Housing Is Expensive
As increases in prices ravages the entire U.S. economy, housing supplies is no stranger to these increases. Last year, we saw the price of lumber increase the the highest level ever, before coming back down. Don’t be misconstrued though, as prices came down but were still up over double what they were before the pandemic. Due to the ongoing pandemic and inflation, housing prices could be boosted further this year. With everything involved in building new homes increasing in price, builders have to push the price increases onto homebuyers. This means that as new home builds are still below their 10-year average, the homes themselves cost more than ever.
Not only is housing materials increasing, but so are prices of other consumer products. With more of the homebuyers budget being spent on things like gas, food, and entertainment, they are left with less for their housing budget. This creates problems as it has never been more expensive to rent. Not to mention, owning a home has hidden costs people overlook.

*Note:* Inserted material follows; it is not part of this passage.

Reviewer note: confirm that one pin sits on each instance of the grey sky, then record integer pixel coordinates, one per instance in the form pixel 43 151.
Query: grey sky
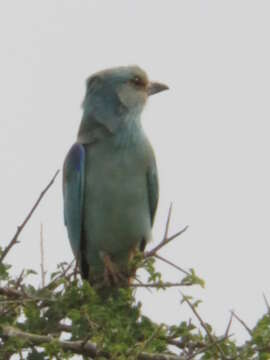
pixel 210 132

Is Now A Good Time To Buy?
“If it’s not a lifestyle situation where you want more space or want to move to another geographical location, this might be a time to wait it out from buying,” said Liz Young, head of investment strategy at SoFi. “The risk is that the equity in the home doesn’t go up a ton in the next few years because home prices are so high. From an all-time-high price level, there’s downside risk to prices in the near term.”

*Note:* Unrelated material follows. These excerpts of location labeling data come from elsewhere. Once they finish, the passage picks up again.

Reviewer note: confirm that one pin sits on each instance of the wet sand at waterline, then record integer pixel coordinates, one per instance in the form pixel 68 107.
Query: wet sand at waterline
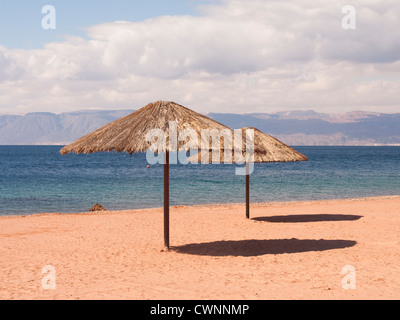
pixel 291 250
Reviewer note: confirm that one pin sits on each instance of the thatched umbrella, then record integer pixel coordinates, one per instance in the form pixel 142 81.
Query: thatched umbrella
pixel 131 134
pixel 266 149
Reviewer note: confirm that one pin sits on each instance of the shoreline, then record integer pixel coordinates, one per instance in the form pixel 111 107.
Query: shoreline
pixel 206 205
pixel 287 250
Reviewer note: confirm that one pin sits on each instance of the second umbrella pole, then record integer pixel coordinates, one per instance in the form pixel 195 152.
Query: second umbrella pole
pixel 166 200
pixel 247 191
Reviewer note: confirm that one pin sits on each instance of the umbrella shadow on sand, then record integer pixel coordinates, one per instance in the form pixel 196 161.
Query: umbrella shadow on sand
pixel 247 248
pixel 308 218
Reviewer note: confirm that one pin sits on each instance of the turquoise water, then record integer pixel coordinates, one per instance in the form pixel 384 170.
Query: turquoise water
pixel 36 179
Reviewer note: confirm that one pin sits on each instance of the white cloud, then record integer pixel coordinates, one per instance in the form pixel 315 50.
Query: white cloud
pixel 238 56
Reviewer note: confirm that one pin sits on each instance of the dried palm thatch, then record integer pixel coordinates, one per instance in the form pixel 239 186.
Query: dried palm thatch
pixel 129 133
pixel 266 149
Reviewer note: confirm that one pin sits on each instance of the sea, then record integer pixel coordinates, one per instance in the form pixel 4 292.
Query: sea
pixel 38 179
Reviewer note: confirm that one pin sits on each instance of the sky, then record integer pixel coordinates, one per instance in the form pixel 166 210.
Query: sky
pixel 227 56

For those interested in living in aa primary residence for five years, buying now makes tons of sense. However, those who are thinking about buying and moving in 2 years like the early pandemic, you will be mistaken. It is probably smarter to wait to sell as you will be able to actually gain equity in your home, and make money after closing costs and commissions.
Mortgage rates are slowly creeping up throughout the first month of 2022. However, even at the 3.56% rate of today, they are still below historic averages. The average loan rate from a year ago seems like a steal, as they were 2.65%. However, with lower rates, it is still an advantage for buyers. There are plenty of reasons not to be scared by 3% mortgage rates.
“The best time may have passed but certainly rates are still very low relative to inflation,” said Aneta Markowska, chief financial economist at Jefferies. “Anybody who refinances now is going to lock in a still incredibly attractive rate.”